Grundsätzlich sind die größere Umweltsünde die Kurzstrecken. Stattdessen braucht es ein polymobiles Netz, wo der Zug die kurze Distanz ersetzt und auch mit dem Fliegen kompatibel ist. Das Flugzeug als Gerät ist für das Überwinden von Langstrecken in kurzer Zeit alternativlos.
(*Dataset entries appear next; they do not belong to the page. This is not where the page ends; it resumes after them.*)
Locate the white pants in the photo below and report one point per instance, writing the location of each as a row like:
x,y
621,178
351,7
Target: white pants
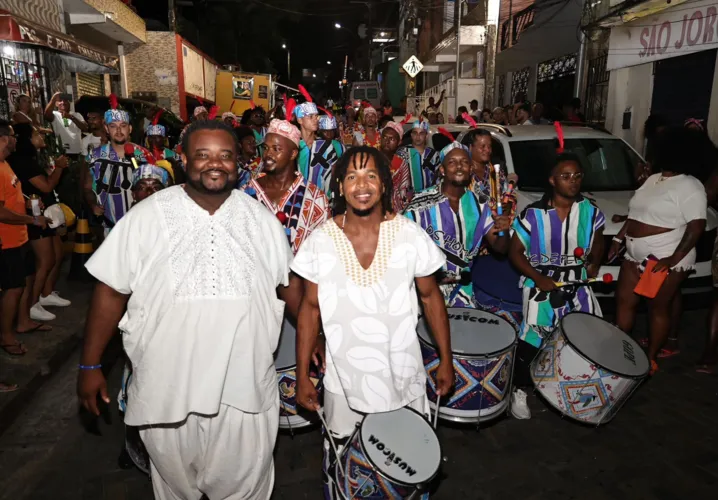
x,y
227,456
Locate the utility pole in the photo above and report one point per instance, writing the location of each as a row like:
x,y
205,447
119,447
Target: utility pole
x,y
459,3
172,15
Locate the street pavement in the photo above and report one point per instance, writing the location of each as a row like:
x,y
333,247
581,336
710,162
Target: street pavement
x,y
662,445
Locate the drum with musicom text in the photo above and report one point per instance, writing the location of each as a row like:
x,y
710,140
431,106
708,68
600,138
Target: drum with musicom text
x,y
291,415
588,368
483,346
390,456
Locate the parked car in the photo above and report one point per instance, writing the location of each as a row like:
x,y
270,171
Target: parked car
x,y
608,162
138,111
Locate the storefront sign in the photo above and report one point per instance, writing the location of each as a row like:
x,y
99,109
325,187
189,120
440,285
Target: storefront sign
x,y
193,66
687,28
16,29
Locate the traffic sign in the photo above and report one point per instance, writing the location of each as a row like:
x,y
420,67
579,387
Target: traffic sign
x,y
413,66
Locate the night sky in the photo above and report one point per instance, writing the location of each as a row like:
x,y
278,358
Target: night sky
x,y
251,32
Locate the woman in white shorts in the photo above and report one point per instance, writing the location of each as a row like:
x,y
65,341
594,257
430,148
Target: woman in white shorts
x,y
666,216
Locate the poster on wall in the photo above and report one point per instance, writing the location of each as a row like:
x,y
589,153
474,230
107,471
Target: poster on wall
x,y
210,80
193,66
242,87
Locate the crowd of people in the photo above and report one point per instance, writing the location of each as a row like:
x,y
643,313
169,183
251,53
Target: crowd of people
x,y
295,214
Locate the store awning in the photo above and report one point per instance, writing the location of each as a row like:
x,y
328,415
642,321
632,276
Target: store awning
x,y
79,57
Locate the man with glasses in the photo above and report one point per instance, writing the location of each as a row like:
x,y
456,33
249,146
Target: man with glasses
x,y
543,250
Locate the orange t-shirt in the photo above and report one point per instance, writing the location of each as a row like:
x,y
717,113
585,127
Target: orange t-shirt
x,y
11,235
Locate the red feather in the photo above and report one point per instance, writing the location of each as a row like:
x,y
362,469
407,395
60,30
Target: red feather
x,y
467,118
329,114
156,119
291,104
446,134
559,134
305,93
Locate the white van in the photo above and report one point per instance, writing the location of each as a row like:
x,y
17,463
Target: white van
x,y
365,91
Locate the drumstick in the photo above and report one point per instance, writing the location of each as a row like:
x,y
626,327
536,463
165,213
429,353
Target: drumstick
x,y
320,412
436,411
499,209
606,278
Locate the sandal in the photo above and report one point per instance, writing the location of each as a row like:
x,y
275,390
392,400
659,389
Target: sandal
x,y
17,349
668,353
39,328
654,368
8,387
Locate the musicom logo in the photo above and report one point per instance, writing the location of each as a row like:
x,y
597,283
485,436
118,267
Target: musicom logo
x,y
391,456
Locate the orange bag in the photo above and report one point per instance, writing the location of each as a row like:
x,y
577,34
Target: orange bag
x,y
651,282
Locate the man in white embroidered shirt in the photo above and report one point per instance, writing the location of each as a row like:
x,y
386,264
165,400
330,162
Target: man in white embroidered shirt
x,y
362,272
198,267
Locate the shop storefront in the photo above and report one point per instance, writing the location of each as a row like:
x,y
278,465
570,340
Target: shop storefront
x,y
664,64
39,62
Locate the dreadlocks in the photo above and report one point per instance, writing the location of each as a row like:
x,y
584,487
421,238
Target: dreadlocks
x,y
363,155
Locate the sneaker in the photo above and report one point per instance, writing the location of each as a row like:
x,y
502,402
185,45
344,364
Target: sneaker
x,y
38,313
519,407
54,300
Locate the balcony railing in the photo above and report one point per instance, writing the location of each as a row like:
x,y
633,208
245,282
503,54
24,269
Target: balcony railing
x,y
522,20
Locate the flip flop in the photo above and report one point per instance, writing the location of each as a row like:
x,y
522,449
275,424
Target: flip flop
x,y
668,353
8,387
18,345
39,328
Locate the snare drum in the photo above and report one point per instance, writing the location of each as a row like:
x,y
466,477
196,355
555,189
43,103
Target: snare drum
x,y
391,455
588,368
285,361
483,346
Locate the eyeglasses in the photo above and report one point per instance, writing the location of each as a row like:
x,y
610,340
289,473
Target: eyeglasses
x,y
571,175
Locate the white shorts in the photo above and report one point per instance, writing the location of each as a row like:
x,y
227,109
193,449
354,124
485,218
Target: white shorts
x,y
660,246
227,456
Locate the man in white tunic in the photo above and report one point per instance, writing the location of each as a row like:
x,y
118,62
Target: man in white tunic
x,y
362,272
199,268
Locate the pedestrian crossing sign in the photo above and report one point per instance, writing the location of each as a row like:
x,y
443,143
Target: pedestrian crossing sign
x,y
413,66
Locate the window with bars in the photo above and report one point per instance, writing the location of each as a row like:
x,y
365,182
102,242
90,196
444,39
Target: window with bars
x,y
520,82
597,90
557,67
21,72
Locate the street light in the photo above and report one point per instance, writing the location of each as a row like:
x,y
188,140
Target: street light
x,y
289,69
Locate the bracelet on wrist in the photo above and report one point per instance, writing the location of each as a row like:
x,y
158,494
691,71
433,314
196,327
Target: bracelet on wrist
x,y
89,367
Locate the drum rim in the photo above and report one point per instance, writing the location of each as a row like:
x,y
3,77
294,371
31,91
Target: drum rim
x,y
585,356
376,469
468,356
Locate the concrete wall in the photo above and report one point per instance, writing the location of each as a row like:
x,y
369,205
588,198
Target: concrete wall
x,y
42,12
153,68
Nur müssen diese Flüge auch wieder entsprechend viel kosten.
Die meisten Wintersportorte haben diese Saison bereits abgeschrieben – und immer wieder sind einige von ihnen in die Schlagzeilen geraten: Wird man wieder ausgelassen Après Ski feiern – oder ist diese Party endgültig vorbei?
Ja, man wird im Skiurlaub auch wieder über den Durst trinken. Aber der Begriff Après Ski ist nachhaltig beschädigt. Manche großen Wintersportorte im Westen Österreichs haben nur auf Quantität gesetzt und kommen aus diesem Geschäftsmodell so einfach nicht heraus. Und die Nachfrage aus dem Ausland, zum Skifahren zu kommen, wird nach wie vor groß sein. Aber es gibt einen Weg zurück aus dem Overtourism, man muss ihn nur gehen. Das ist ein langwieriger Prozess, der in der Region selbst passieren muss.
Viele Dinge haben sich rund ums Reisen geändert. Einreiseverbote, Registrierungen, Coronatests – in manchen Ländern oder bei manchen Fluglinien ist vielleicht künftig eine Covid-Impfung vorzuweisen. Werden Touristen das akzeptieren?
Reisen und Urlaub sind die Zeit, in der man sich vom Stress des Alltags erholen möchte. Wenn das plötzlich komplizierter wird, ist der Aufschrei natürlich groß. Das wird man aber in Kauf nehmen müssen, wenn man während einer Pandemie reisen möchte. Wer wirklich reisen will, wird es auch tun.